外国語の習得が大変なのはなぜ?
実は奥深い「から」
普段私たちが何気なく使っている日本語の理由節「から」には、いくつもの機能があります。「寝坊したから遅刻しました」といった「理由」を示すだけでなく、「ここにカバンがあるから、彼はまだ校内にいるだろう」と明確な理由ではない「認識」を示す機能もあります。さらに、「ソースは戸棚にあるから自由に使ってください」といった、自由に使っていいという「行為の前提」を示す機能もあります。このように、私たちが母語として無意識に使っている言葉の裏には複雑な背景が隠されているのです。
母語にないものは学ぶのもひと苦労
この多義的な「から」を、第二言語として日本語を学ぶ人たちがどう理解するかを調べた研究があります。日本語を学ぶ韓国語話者と中国語話者の大学生約140名に、「から」に関する文法テストを実施したところ、「理由」と「認識」については韓国語話者も中国語話者も高得点をマークして、理解度が高いことがわかりました。
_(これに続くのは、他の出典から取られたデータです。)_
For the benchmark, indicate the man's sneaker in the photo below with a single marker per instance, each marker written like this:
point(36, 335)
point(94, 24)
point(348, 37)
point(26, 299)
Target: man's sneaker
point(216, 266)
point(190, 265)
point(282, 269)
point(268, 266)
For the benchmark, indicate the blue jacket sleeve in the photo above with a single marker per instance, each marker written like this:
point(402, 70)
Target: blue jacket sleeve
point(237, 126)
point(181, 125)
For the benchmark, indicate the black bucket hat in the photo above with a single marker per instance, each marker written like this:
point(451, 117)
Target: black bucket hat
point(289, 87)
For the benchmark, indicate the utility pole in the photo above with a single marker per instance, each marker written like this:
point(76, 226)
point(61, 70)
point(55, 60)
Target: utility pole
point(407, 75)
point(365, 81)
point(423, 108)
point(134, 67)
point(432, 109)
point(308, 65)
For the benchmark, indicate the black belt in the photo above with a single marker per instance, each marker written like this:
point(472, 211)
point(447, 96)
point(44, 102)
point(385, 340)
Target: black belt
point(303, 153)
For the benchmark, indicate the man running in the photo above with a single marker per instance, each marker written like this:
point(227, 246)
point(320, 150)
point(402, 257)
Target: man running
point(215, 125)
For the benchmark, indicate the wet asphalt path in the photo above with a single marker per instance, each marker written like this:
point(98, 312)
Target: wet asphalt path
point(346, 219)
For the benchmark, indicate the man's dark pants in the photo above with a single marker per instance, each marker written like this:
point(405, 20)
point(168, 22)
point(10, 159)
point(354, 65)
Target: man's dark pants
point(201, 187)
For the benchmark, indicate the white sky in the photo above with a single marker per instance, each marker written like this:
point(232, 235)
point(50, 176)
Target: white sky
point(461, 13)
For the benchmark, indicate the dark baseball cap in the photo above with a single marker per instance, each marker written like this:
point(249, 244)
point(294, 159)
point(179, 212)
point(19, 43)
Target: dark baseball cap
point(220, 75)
一方で「行為の前提」を示す使い方では、韓国語話者の平均点6.53に対して、中国語話者の平均点は3.96と、大きく差がつきました。韓国語の理由節には、日本語と同様に「理由」「認識」「行為の前提」の機能があるのに対し、中国語の理由節には「理由」「認識」の機能はあるものの「行為の前提」の機能がありません。そのため中国語話者の理解度が、ほかの機能に比べると低くなる傾向があったと考えられます。
確実な学びのためには理解と準備が大切
第二言語学習者の母語の特性からくる「つまずく可能性が高いポイント」を教える側が把握しておくことは授業運営上、大切なことです。日本語教師自身が、教える日本語の中身をしっかりと理解して、学習者に説明できるようにしておく必要があります。日本人だからといって、誰でも日本語を教えることができるわけではなく、しっかりと、体系的に勉強する必要があるのです。このような知見の積み重ねやノウハウの共有が日本語教育の質の向上につながるため、研究も活発に行われています。